The graph computation results are stored in the `result` variable. It can be used as a named tuple or a dictionary. The keys of the result dictionary can be queried by the following command:|

In [7]:
result.get_keys()

('rnn_train.inference@torch_tensor', 'rnn_train.eval_data@out_nm')

The evaluated greedy tensors are indices of the predicted letters in the dictionary. We can translate the numbers to human-readable texts by the following convenient function:

In [8]:
from nemo.utils import logging
# Define the callback function which prints intermediate results to console.
def outputs2words(tensors, vocab):
    source_ids = tensors[1][:, 0].cpu().numpy().tolist()
    response_ids = tensors[2][:, 0].cpu().numpy().tolist()
    tgt_ids = tensors[3][:, 0].cpu().numpy().tolist()
    source = list(map(lambda x: vocab[x], source_ids))
    response = list(map(lambda x: vocab[x], response_ids))
    target = list(map(lambda x: vocab[x], tgt_ids))
    source = ' '.join([s for s in source if s != 'EOS' and s != 'PAD'])
    response = ' '.join([s for s in response if s != 'EOS' and s != 'PAD'])
    target = ' '.join([s for s in target if s != 'EOS' and s != 'PAD'])
    logging.info(f"Train Loss:{str(tensors[0].item())}")
    logging.info(f"SOURCE: {source} <---> PREDICTED RESPONSE: {response} " f"<---> TARGET: {target}")

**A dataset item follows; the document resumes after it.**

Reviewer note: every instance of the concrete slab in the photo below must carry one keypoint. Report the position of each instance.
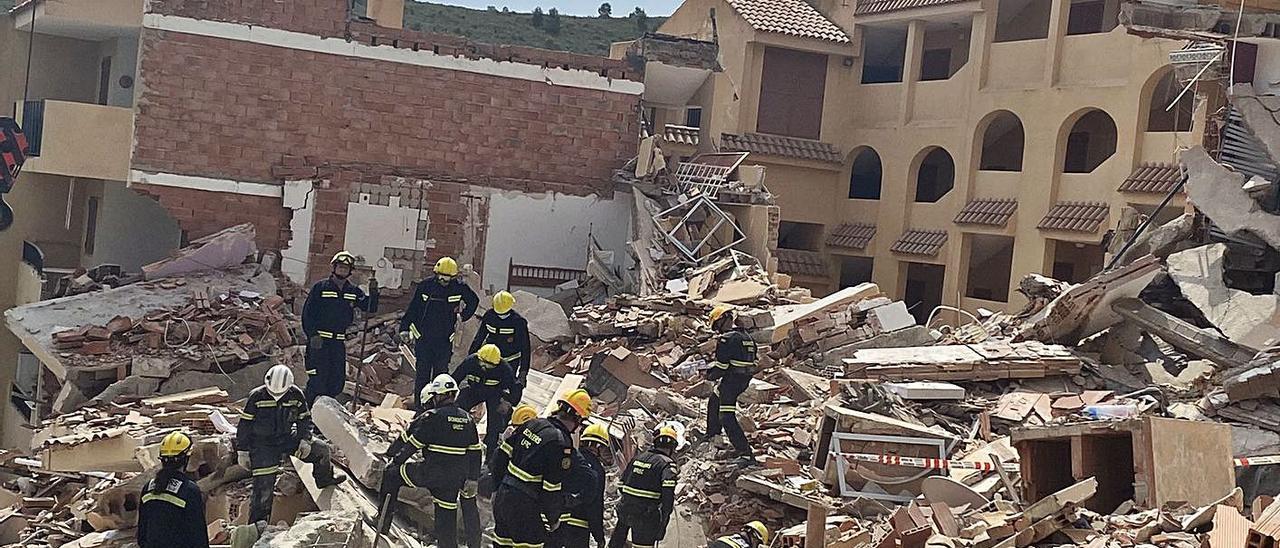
(1246, 319)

We are ready to check the quality of the model performance. Note, by default, only 3 epochs are trained. For better performance, please increase the number of epochs.

In [9]:
for batch in range(len(result['rnn_train.inference@torch_tensor'][0])):
    outputs2words([i[batch] for i in result['rnn_train.inference@torch_tensor']], result['rnn_train.eval_data@out_nm'].voc.index2word)

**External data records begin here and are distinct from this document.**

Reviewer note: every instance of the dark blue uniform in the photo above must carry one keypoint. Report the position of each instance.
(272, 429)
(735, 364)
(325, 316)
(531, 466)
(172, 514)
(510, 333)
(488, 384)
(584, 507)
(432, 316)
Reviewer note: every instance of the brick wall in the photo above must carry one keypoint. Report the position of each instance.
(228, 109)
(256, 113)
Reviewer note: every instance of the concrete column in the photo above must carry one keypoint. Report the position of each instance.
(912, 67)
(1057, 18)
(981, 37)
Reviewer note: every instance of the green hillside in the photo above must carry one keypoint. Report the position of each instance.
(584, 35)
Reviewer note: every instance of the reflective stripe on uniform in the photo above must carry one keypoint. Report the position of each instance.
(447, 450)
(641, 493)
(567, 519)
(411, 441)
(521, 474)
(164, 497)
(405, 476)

[NeMo I 2020-10-09 17:53:04 <ipython-input-8-d6a2d1ea5b1b>:13] Train Loss:2.8878540992736816
[NeMo I 2020-10-09 17:53:04 <ipython-input-8-d6a2d1ea5b1b>:14] SOURCE: oh . just not at school . . . <---> PREDICTED RESPONSE: what ? ? ? ? ? <---> TARGET: yeah
[NeMo I 2020-10-09 17:53:04 <ipython-input-8-d6a2d1ea5b1b>:13] Train Loss:2.8501431941986084
[NeMo I 2020-10-09 17:53:04 <ipython-input-8-d6a2d1ea5b1b>:14] SOURCE: you know what they re doin now lou . <---> PREDICTED RESPONSE: i m sorry . i m sorry . <---> TARGET: this i know benny .
[NeMo I 2020-10-09 17:53:04 <ipython-input-8-d6a2d1ea5b1b>:13] Train Loss:2.992612600326538
[NeMo I 2020-10-09 17:53:04 <ipython-input-8-d6a2d1ea5b1b>:14] SOURCE: are you sure this is the river road ? <---> PREDICTED RESPONSE: i m not . . . . <---> TARGET: i saw the sign .
[NeMo I 2020-10-09 17:53:04 <ipython-input-8-d6a2d1ea5b1b>:13] Train Loss:2.9164655208587646
[NeMo I 2020-10-09 17:53:04 <ipython-input-8-d6a2d1ea5b1b>:14] SOURCE: it didn t hurt too much

## Chatbot model Hypyparameter Tuning

If you haven't followed the `09_gquant_machine_hpo` notebook, it is recommended to go back and check it. It explains in detail how to use gQuant to perform hyperparameter tuning. We will use it to tune the hyperparameters for the chatbot model.

Since the context composite node exposes the `number of layers` and `drop-out rate` as context parameters, the `hpo` `Nemo Hyper Tune Node` will do a grid search of the `number of layers` parameter and random uniform search on the `drop-out` parameter. The eval loss will be used as the hyperparameter tuning metric. 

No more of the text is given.